AUTOPÍAS, HERRAMIENTAS DE COACHING

El tiempo que se escapa

Este fin de semana se ha producido, un año más, el cambio oficial de hora. La medida, que se aplica en España –al igual que en otros países– desde hace décadas, tiene como objetivo ahorrar energía, fundamentalmente la que se emplea para iluminación. No obstante, este criterio parece estar en discusión y, de hecho, se han publicado datos contradictorios al respecto. Por otro lado, son muchas las voces –aunque tampoco hay estudios concluyentes– que alertan de las alteraciones que el cambio horario puede suponer para la salud: trastornos del sueño, mayor cansancio y fatiga, cambios de humor, problemas de concentración… El debate está abierto. Pero, al margen de la hora adelantada (en marzo) o retrasada (en octubre), quizá sea bueno reflexionar sobre el uso que damos a nuestro tiempo.

Es probable que, inmersos en la rutina, no tengamos una idea clara (o peor aún, tengamos una idea equivocada) sobre la forma en la que distribuimos las 24 horas del día. Unos más, unos menos, todos tenemos horarios hechos de obligaciones y compromisos. Pero… ¿cuánto tiempo dedicamos a aquello que nos gusta y satisface? ¿Por dónde se escapa el tiempo que nos falta para hacer otras actividades o invertir en nuestro mejor descanso? Te propongo llevar un registro, durante una semana, del tiempo que dedicas a cada una de las acciones que vas completando en tu día a día (aseo, desayuno, desplazamiento al trabajo, horas de trabajo, comida, horas de clase, actividades complementarias, tiempo de ocio, ejercicio físico, cena, horas de sueño…).

Una vez que hayas completado el registro, dibuja en un papel el horario de un día-tipo. Puedes usar colores para diferenciar actividades (sueño, alimentación, trabajo, ocio) y obtener así una mejor representación gráfica de la distribución de tu tiempo. A continuación, coge un papel en blanco para dibujar el horario que realmente te gustaría tener. Comienza visualizando cómo te gustaría distribuir la jornada, qué actividades querrías hacer, cuánto tiempo dedicarías a cada una de ellas… Advierte, también, las sensaciones que se están produciendo en tu cuerpo al visualizar este horario. Con todo ello, y con distintos colores, confecciona tu horario ideal.

Ahora, compara el horario real con el horario ideal. ¿Hay muchas diferencias entre ambos? Si no las hay, todo parece indicar que estás haciendo el uso del tiempo que realmente quieres. Si las hay, te invito a pensar en alternativas que te permitan ir aproximando el horario real al horario ideal. Evidentemente, hay horarios que no se pueden cambiar de la noche a la mañana (el horario de trabajo, el horario escolar…). No obstante, es posible encontrar fórmulas que, inspiradas en nuestro horario ideal, puedan hacer más práctico nuestro horario real. ¿Qué cosas de las que te gustaría hacer podrías ir introduciendo, en pequeñas píldoras, en tu rutina? Quizá puedas dar una utilidad a los atascos cotidianos, a la larga pausa para la comida que dejan las jornadas partidas o a esos minutos vacíos, al final de la tarde, que ahora se te escapan sin hacer nada.

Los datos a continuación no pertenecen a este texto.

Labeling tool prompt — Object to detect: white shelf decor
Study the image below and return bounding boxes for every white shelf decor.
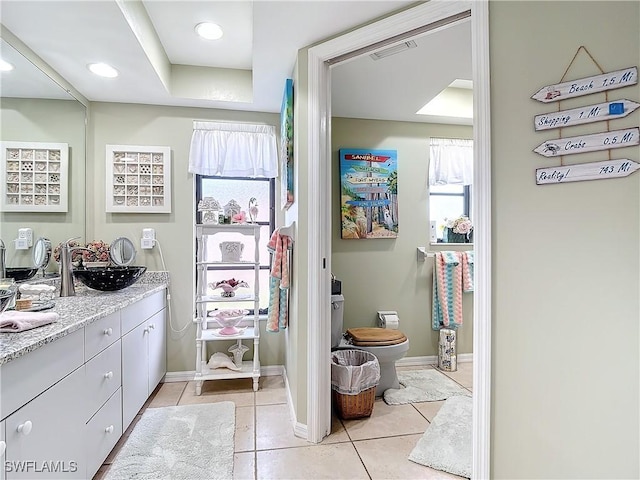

Te invito a corregir, también, las disfuncionalidades que pueda haber ahora mismo en tu horario real: quizá no estés aprovechando las mejores horas para las actividades que realizas. Busca el momento de mayor concentración para afrontar las actividades que requieren un mayor nivel de atención, distribuye las tareas –en la medida de lo posible– para diversificar la jornada, agrupa las tareas que pueden acometerse de una vez… Y, sobre todo, mantente alerta frente a las distracciones recurrentes (por ejemplo, el teléfono móvil). Este domingo, el cambio oficial nos ha robado una hora. Pero… ¿cuánto tiempo perdemos cada día?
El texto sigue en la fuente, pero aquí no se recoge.